Fitell Corporation’s board of directors approved a share repurchase program that allows the company to buy back up to $3 million of its ordinary shares over the next 24 months, a move announced on December 1 2025.
The program, authorized by the board on November 27 2025, gives Fitell flexibility to repurchase shares at its discretion, subject to market conditions. The $3 million cap reflects the company’s desire to return capital to shareholders while preserving liquidity for ongoing investments in fitness technology and its emerging digital‑asset and robotics ventures.
CEO Sam Lu said the decision follows FY2025 results that demonstrate stronger revenue growth and a narrowed net loss.

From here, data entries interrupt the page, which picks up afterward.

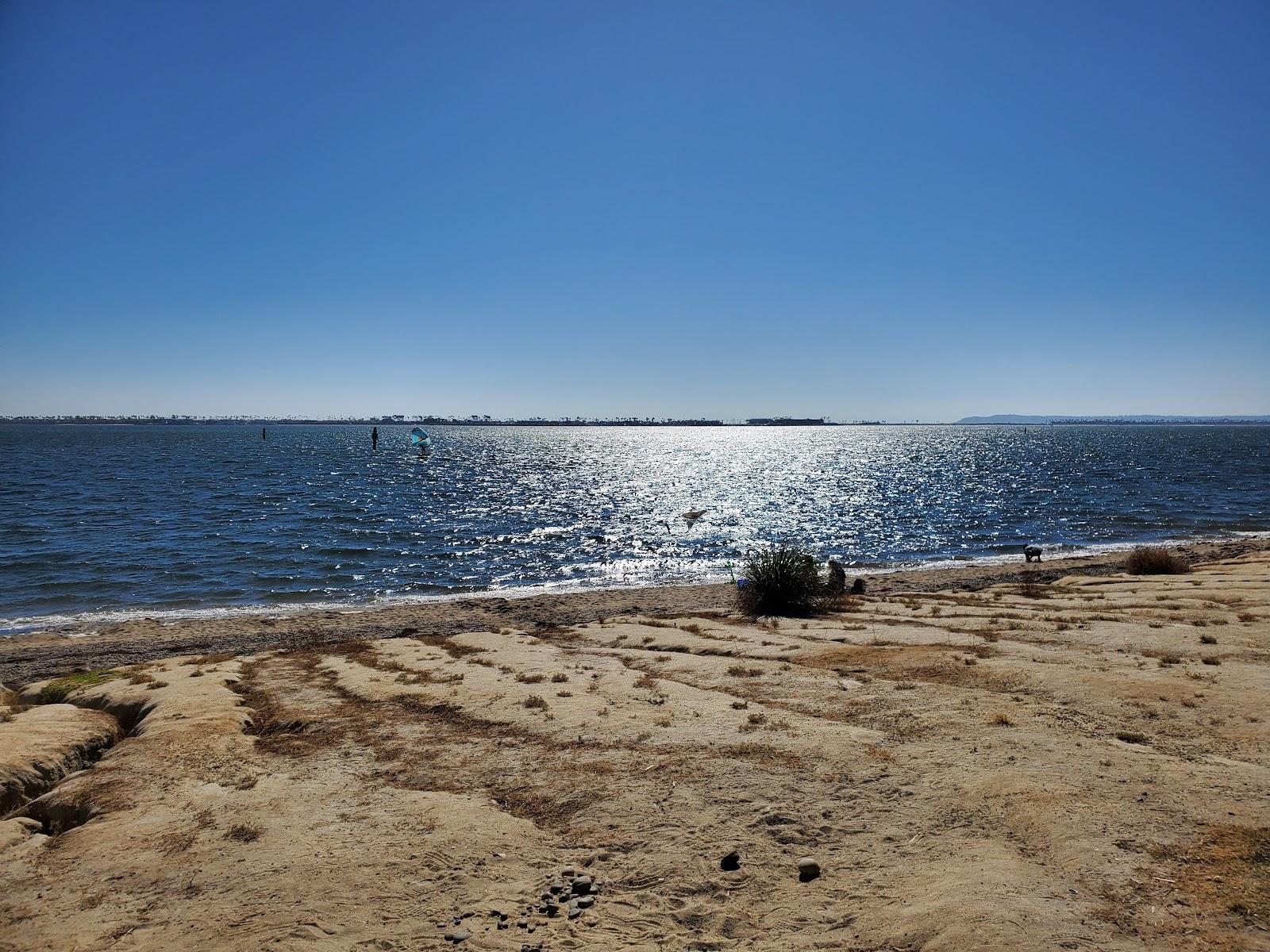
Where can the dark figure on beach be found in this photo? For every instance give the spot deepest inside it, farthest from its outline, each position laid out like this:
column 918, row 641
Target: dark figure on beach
column 837, row 578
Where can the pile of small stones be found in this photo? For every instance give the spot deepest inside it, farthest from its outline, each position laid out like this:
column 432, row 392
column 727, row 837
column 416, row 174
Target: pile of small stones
column 571, row 894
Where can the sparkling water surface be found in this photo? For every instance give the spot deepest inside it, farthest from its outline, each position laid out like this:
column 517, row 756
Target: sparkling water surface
column 182, row 518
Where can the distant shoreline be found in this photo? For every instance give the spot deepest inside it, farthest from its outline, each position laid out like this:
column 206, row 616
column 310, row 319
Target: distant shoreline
column 448, row 422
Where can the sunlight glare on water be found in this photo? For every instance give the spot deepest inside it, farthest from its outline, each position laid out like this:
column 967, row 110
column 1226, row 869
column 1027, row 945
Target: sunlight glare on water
column 99, row 518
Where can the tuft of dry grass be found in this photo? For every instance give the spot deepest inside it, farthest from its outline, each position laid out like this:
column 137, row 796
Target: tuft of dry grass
column 1155, row 560
column 244, row 833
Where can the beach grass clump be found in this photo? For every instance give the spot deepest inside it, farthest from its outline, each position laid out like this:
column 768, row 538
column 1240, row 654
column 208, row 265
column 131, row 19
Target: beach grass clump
column 244, row 833
column 1155, row 560
column 57, row 691
column 781, row 582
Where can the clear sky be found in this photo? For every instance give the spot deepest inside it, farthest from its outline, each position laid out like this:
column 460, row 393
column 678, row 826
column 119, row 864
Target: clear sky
column 863, row 209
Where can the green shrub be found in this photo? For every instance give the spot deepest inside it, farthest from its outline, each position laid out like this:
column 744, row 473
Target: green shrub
column 57, row 691
column 1155, row 560
column 784, row 581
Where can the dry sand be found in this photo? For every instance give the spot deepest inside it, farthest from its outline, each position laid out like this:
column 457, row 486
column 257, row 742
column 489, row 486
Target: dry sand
column 1071, row 766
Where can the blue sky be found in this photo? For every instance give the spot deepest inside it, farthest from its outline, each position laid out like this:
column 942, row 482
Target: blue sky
column 901, row 209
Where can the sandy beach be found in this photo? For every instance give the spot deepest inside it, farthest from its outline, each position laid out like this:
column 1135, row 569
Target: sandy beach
column 965, row 762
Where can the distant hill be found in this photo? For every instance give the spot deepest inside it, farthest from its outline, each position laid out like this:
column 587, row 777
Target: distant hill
column 1143, row 418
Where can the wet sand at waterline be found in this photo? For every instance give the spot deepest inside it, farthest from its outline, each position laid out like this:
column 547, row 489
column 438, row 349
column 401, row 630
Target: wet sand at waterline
column 973, row 763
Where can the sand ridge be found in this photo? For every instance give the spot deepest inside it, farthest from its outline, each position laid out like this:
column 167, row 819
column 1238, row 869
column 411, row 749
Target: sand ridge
column 1079, row 765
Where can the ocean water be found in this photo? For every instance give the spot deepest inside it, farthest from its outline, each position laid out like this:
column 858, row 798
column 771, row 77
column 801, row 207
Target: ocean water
column 97, row 522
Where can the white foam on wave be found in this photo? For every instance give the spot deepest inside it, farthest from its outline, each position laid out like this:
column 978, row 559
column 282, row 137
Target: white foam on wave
column 620, row 574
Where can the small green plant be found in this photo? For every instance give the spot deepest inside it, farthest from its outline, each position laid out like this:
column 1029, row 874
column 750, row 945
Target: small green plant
column 781, row 582
column 57, row 691
column 1155, row 560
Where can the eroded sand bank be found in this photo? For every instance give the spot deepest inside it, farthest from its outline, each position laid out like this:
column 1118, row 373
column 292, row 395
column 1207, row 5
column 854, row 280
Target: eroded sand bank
column 1080, row 766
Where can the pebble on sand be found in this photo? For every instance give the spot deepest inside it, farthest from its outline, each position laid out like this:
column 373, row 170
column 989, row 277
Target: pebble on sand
column 808, row 869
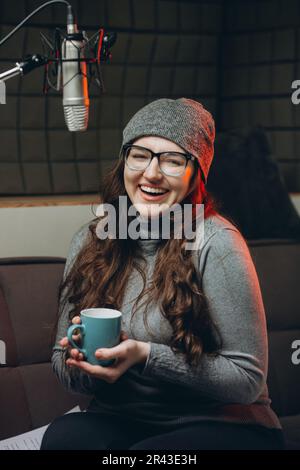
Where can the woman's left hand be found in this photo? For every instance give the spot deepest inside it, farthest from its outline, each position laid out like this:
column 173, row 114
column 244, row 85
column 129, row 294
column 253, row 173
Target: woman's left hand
column 126, row 354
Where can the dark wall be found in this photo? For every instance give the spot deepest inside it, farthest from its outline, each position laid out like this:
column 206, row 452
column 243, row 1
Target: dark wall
column 164, row 49
column 260, row 60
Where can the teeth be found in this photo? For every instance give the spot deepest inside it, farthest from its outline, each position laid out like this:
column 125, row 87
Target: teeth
column 153, row 190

He noted that the current market valuation does not fully reflect Fitell’s operational progress and opportunities across its fitness operations and 2F Robotics, underscoring management’s confidence that the shares are undervalued.
FY2025 financials show revenue of $5.2 million, up 16.4% from $4.47 million a year earlier, and a net loss of $0.68 million versus a $9.31 million loss in the prior year. Gross margin rose to 39.3%, an increase of 3.8 percentage points, driven by higher‑margin product mix and disciplined cost control. The improved profitability, while still a loss, signals a positive trajectory that supports the share‑buyback rationale.
Investors reacted positively to the announcement, interpreting the buyback as a strong signal of management’s confidence in Fitell’s valuation and future growth prospects. The program aligns with the company’s strategy to balance shareholder returns with continued investment in its core fitness business and high‑growth digital‑asset initiatives.